The CRC/TRR “Discretization in Geometry and Dynamics” is based at Technische Universität Berlin, and the TU Munich is a co-applicant. The research associated with this Collaborative Research Center/Transregio focuses on discretization in both differential geometry and dynamic systems. Both mathematical fields are characterized by the description of geometrical structures using differential equations. The spokeperson for this project is Prof. Dr. Alexander I. Bobenko of the Department of Mathematics at Technische Universität Berlin.

The CRC/TRR “Molecular switches for the spatial and kinetic regulation of cellular signal transmission” is based at Heidelberg University, and Freie Universität Berlin is a co-applicant. This CRC/TRR molecular biological research group, with its sites in Heidelberg and Berlin, focuses on the spatial and temporal coordination of signal transduction processes in living cells, which play a key role in the functionality of biological systems. The project aims to decipher how signals from activated molecular switches are processed in space and time, thereby activating basic cellular functions.
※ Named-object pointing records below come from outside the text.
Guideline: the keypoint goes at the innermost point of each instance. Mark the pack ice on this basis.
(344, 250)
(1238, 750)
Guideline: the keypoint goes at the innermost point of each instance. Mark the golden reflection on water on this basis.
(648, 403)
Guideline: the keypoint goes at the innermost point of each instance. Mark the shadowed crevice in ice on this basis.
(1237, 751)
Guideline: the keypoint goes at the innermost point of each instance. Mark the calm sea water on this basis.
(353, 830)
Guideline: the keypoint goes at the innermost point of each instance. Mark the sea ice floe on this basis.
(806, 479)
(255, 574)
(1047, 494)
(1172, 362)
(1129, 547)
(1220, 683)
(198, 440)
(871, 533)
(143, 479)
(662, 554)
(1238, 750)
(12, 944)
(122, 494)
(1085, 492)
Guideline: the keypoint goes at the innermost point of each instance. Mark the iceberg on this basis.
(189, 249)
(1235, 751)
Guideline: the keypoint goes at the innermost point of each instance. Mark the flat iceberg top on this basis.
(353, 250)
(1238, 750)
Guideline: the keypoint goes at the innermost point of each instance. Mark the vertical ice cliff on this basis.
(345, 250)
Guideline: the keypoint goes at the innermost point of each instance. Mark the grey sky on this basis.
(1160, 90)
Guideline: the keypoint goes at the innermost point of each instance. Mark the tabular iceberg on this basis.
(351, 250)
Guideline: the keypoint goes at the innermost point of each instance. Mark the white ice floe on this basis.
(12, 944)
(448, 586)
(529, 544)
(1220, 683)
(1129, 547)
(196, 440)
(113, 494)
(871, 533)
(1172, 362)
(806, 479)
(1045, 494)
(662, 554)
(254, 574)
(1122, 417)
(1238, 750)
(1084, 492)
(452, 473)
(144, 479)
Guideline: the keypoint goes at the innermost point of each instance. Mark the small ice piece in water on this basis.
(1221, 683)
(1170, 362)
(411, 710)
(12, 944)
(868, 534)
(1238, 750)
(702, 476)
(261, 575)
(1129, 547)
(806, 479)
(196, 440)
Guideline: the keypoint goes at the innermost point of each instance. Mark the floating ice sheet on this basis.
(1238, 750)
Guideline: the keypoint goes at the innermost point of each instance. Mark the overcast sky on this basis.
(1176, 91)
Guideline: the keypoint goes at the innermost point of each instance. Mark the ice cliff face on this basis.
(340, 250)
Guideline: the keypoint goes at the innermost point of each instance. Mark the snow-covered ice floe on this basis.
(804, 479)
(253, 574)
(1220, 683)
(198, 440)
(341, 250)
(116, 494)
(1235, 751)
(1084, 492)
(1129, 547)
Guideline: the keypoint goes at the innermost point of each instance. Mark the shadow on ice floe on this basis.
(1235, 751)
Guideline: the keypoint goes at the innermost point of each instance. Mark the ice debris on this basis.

In the second funding period, the CRC/TRR will receive DFG funding of approximately 13.5 million euros. The spokesperson for this project is Prof. Dr. Walter Nickel of the Biochemistry Center at Heidelberg University.

The CRC/TRR “Entangled States of Matter” at the University of Cologne will also receive funding for another four years. Co-applicants are Freie Universität Berlin and the Weizmann Institute of Science in Rehovot, Israel. The aim of the CRC/TRR is to put the fundamental laws of quantum mechanics to use in order to develop solid state systems that materialize such macroscopically entangled states into a tangible form. The spokesperson for this project is Prof. Dr. Simon Trebst of the Institute for Theoretical Physics at the University of Cologne.

The CRC/TRR “The Green Hub: Central Coordinator of Acclimation in Plants” at LMU Munich has also entered into the second funding phase; co-applicants are Humboldt-Universität zu Berlin and TU Kaiserslautern. The CRC/Transregio unites scientists from Munich, Kaiserslautern, and Berlin/Golm in order to pool their unique expertise in chloroplast biology and its interactions with the rest of the cell. The spokesperson for this project is Prof. Dr. Dario Leister of the LMU Munich Biocenter.